Primary Field Observations From Birbhum
Location: Birbhum district, West Bengal
Soil type: Lateritic red soil with sandy-loam pockets
Observation period: March to October 2025
| Parameter | Observed Range |
|---|---|
| Summer surface crusting | Severe by mid-May |
| Monsoon infiltration rate | Sharp decline after 2–3 heavy rains |
| Root depth without tillage | 22–28 cm |
| Root depth after tillage | 14–18 cm |
| Compost breakdown in summer | 18–25 days |
| Compost stability in monsoon | Poor without drainage |
Yield variation consistently followed soil structure and oxygen availability, not fertilizer or compost quantity.
Final Position of Terragaon Farms
If you are beginning farming or homesteading in eastern India, do not start with crops and do not start with compost.
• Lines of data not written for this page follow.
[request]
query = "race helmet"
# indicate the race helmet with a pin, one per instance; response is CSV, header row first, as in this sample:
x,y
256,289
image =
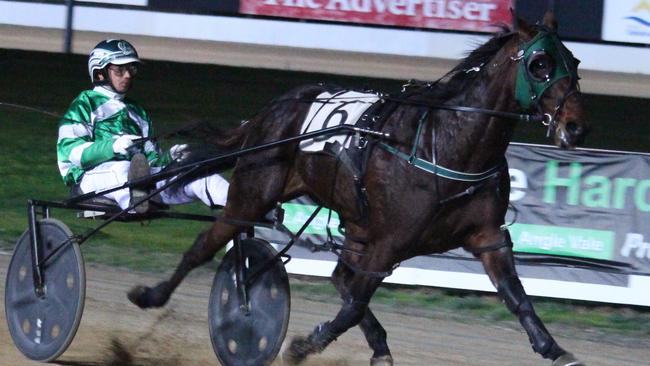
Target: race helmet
x,y
111,51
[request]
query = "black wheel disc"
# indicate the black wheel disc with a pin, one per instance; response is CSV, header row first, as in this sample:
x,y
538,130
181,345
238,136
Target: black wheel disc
x,y
42,327
253,337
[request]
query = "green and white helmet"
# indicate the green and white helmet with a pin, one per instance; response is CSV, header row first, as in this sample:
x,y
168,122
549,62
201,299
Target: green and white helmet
x,y
111,51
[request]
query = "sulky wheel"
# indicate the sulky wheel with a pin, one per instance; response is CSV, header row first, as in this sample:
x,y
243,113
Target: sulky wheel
x,y
43,326
250,336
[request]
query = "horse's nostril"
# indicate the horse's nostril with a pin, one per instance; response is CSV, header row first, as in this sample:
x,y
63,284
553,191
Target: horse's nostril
x,y
573,128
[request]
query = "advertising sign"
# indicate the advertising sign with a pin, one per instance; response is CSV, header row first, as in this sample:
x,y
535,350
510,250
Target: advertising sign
x,y
585,204
627,21
467,15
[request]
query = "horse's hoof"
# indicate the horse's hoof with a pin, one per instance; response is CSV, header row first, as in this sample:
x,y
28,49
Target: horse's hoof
x,y
297,351
139,296
386,360
567,359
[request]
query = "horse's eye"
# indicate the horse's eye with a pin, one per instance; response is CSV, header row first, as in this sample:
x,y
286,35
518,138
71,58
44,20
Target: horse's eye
x,y
540,66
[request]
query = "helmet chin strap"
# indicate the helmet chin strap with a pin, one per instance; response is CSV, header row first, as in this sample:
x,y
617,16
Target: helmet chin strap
x,y
107,83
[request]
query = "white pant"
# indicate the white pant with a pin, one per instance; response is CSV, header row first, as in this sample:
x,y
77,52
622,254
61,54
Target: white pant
x,y
210,190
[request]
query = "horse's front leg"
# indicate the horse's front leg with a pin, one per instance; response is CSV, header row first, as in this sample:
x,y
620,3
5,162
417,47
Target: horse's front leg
x,y
361,289
373,330
499,265
205,246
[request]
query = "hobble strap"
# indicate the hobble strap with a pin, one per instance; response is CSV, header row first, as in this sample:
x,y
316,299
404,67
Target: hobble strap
x,y
505,243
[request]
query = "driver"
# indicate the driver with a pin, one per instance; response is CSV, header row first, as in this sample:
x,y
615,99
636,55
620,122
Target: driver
x,y
97,146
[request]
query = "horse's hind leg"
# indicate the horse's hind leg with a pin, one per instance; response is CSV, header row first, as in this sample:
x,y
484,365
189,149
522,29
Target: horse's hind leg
x,y
373,330
361,287
499,265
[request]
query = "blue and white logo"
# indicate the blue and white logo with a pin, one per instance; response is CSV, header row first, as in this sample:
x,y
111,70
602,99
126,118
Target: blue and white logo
x,y
627,21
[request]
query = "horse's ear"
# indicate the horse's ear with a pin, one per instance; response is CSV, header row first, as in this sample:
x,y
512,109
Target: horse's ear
x,y
550,21
520,25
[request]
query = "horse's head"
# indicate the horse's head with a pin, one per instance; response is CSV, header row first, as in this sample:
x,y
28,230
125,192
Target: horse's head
x,y
547,82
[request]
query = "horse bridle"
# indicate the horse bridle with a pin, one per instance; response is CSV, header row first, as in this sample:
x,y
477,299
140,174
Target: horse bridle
x,y
529,88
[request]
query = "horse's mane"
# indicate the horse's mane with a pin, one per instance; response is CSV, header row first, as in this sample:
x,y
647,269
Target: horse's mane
x,y
458,78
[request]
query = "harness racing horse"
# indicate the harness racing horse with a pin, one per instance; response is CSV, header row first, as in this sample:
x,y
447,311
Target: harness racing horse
x,y
439,182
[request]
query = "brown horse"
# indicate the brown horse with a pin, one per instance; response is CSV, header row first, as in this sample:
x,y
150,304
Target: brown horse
x,y
439,182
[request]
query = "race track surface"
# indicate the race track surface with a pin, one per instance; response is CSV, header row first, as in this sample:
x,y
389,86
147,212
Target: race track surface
x,y
178,334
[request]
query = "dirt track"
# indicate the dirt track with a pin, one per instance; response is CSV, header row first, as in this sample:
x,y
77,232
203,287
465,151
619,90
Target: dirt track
x,y
178,334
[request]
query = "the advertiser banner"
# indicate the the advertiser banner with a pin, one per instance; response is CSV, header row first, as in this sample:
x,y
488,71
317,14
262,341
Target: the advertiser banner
x,y
465,15
578,220
627,21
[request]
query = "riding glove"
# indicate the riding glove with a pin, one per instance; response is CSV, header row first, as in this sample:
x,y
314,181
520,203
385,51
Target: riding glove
x,y
123,142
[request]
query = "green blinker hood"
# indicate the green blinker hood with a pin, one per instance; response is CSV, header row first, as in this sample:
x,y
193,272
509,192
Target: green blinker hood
x,y
529,90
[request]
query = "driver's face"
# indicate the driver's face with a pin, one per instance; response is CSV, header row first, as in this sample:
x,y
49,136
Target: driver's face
x,y
121,76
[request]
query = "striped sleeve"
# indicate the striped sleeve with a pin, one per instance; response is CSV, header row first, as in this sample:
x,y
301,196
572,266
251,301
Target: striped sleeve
x,y
76,149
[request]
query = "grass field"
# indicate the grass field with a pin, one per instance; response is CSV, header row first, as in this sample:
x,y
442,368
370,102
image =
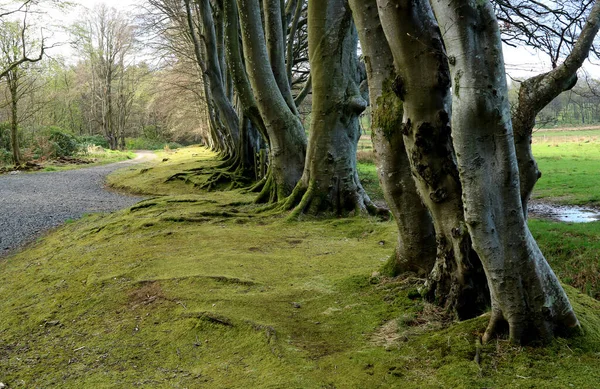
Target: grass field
x,y
199,290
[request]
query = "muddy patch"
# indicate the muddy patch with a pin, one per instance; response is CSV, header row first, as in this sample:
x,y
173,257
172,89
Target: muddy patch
x,y
563,213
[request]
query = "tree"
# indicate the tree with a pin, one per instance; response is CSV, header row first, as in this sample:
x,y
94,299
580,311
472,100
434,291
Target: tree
x,y
416,248
105,38
525,292
538,91
330,182
14,42
287,142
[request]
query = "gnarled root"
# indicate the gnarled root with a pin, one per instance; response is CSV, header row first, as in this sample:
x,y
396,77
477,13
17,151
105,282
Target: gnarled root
x,y
541,325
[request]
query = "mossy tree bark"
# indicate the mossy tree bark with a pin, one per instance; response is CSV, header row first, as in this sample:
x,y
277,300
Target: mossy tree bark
x,y
330,182
287,142
416,237
525,293
537,92
210,65
423,83
276,44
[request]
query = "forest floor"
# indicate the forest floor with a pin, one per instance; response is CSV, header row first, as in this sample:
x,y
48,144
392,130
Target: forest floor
x,y
34,203
202,289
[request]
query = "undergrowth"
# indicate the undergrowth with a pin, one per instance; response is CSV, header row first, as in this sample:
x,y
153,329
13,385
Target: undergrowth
x,y
195,289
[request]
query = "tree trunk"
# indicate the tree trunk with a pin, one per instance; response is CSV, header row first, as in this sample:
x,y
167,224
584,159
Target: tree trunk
x,y
250,147
416,237
14,118
211,68
287,141
276,48
423,83
537,92
330,181
524,291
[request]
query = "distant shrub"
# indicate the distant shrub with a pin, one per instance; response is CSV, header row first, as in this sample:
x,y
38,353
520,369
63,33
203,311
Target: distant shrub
x,y
173,145
65,143
5,157
365,157
148,144
86,141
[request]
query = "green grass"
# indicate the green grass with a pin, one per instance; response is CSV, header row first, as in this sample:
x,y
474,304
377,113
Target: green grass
x,y
197,289
566,135
570,172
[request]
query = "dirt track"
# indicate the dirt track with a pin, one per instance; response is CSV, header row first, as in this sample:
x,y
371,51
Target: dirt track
x,y
31,204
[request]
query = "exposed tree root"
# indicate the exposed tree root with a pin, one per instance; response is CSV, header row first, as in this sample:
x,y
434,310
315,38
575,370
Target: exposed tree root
x,y
541,326
306,200
216,180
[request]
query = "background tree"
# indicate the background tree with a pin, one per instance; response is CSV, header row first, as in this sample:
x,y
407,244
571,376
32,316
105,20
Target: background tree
x,y
14,43
105,38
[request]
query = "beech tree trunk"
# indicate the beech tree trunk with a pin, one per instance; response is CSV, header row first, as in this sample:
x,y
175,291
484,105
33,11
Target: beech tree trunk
x,y
13,86
330,183
423,83
416,247
525,293
275,38
211,68
287,141
537,92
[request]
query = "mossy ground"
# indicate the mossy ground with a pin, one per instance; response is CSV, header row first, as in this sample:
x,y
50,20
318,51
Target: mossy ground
x,y
197,289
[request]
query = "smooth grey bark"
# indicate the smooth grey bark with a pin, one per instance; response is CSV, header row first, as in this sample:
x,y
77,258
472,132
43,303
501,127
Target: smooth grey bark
x,y
287,141
276,48
537,92
306,89
416,237
525,293
330,183
211,68
13,87
457,280
250,131
291,38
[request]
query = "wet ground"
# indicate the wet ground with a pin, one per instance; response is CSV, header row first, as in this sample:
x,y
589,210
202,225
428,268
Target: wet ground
x,y
563,213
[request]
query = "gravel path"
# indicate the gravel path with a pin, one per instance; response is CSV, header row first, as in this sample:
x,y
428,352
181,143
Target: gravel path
x,y
31,204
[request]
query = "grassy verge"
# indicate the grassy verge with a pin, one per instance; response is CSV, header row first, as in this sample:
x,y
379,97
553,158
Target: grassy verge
x,y
196,289
103,157
570,172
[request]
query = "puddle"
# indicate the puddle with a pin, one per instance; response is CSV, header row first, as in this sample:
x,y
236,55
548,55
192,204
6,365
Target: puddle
x,y
564,213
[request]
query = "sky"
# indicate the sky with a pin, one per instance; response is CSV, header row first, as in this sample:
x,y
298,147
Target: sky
x,y
520,62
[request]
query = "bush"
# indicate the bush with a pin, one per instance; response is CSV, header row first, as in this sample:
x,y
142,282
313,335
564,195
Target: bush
x,y
5,157
65,143
93,140
148,144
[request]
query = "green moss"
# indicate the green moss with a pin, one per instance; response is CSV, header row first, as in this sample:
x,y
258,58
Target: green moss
x,y
388,115
196,289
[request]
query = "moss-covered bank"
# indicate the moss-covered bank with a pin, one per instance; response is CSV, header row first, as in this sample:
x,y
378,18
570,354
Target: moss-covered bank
x,y
197,290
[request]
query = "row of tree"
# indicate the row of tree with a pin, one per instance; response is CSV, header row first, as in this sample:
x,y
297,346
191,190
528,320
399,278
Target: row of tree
x,y
106,89
454,158
454,163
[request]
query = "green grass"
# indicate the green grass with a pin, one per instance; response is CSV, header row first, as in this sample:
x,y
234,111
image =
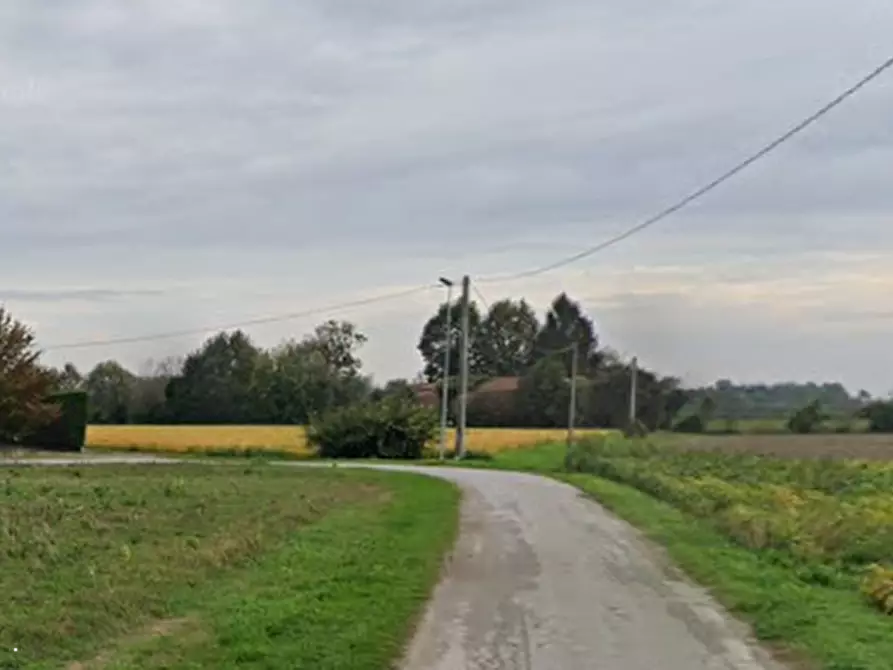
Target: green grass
x,y
226,566
821,623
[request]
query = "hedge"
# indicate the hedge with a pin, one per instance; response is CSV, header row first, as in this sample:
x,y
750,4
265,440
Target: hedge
x,y
68,431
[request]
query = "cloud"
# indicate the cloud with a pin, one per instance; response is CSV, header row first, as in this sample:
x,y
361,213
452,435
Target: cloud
x,y
242,159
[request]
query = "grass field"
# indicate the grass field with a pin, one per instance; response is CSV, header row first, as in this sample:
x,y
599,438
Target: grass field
x,y
785,543
288,439
248,566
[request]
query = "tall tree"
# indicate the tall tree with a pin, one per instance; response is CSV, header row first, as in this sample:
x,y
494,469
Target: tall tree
x,y
338,342
24,383
216,384
110,387
506,339
433,341
565,325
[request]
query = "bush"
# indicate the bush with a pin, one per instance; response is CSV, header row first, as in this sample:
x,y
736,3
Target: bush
x,y
392,428
692,423
880,416
67,431
807,419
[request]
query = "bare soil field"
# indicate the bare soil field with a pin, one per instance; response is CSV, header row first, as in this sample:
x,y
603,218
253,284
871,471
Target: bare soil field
x,y
875,447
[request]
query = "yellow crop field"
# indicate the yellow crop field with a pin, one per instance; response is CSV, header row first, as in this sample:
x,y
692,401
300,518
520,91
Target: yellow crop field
x,y
282,438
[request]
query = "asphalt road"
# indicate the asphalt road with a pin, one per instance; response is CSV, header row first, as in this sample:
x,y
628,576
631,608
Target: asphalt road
x,y
545,579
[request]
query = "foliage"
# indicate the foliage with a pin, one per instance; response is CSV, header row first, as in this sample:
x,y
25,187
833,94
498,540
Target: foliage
x,y
831,519
506,339
566,325
433,340
68,429
880,416
227,560
110,388
286,439
544,394
23,382
773,401
392,428
807,419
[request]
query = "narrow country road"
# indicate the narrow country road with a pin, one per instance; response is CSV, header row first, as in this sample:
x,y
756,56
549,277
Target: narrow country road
x,y
544,579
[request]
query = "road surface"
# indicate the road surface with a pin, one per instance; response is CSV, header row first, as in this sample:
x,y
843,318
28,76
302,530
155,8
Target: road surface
x,y
544,579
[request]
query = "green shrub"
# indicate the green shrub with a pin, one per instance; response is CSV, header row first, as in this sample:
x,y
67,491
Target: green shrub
x,y
692,423
392,428
880,416
807,419
67,431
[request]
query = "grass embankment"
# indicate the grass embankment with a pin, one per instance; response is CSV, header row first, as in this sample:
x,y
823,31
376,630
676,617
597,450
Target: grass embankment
x,y
215,567
783,543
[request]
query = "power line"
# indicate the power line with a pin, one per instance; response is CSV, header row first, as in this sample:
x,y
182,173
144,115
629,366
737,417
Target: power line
x,y
242,324
704,190
480,295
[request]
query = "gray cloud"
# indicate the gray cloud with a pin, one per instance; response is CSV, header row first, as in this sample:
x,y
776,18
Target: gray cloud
x,y
250,157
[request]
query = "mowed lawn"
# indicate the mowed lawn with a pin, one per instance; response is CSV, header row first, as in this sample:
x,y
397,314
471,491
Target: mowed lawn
x,y
288,439
197,566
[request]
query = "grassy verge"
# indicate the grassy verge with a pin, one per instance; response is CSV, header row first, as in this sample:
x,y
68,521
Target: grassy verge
x,y
817,618
193,566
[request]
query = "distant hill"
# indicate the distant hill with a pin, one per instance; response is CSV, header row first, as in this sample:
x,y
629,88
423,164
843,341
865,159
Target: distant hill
x,y
770,401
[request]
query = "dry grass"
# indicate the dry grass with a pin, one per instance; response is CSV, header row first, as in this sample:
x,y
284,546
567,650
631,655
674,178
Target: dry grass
x,y
291,439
Start with soil observation.
Soil decides which crops survive, how compost behaves, and whether effort compounds or evaporates. This is not theory. It is field-tested constraint management.
Frequently Answers and Questions (FAQs)
What should beginners learn first in farming
Beginners should learn soil behavior first, including drainage, compaction, oxygen availability, and seasonal response.
Is compost necessary for beginner farmers
Compost is necessary only after soil behavior is understood. Used too early, it often causes nutrient loss and imbalance.
Why do beginner farmers fail repeatedly
Repeated failure occurs because soil problems are misdiagnosed as crop or input issues.
Is soil testing enough for beginners
Soil testing alone is not enough. Seasonal field observation is essential.
Should beginners focus on crops or soil
Beginners should focus on soil first. Crops come later as indicators.

Krittika Das is a field practitioner and primary author at Terragaon Farms in Birbhum, West Bengal. Her writing is grounded in daily farm work, long-term soil observation, and small-land realities of eastern India. She focuses on natural farming, soil ecology, ethical dairy, and low-input systems, translating field experience into clear, practical knowledge for farmers and conscious food consumers.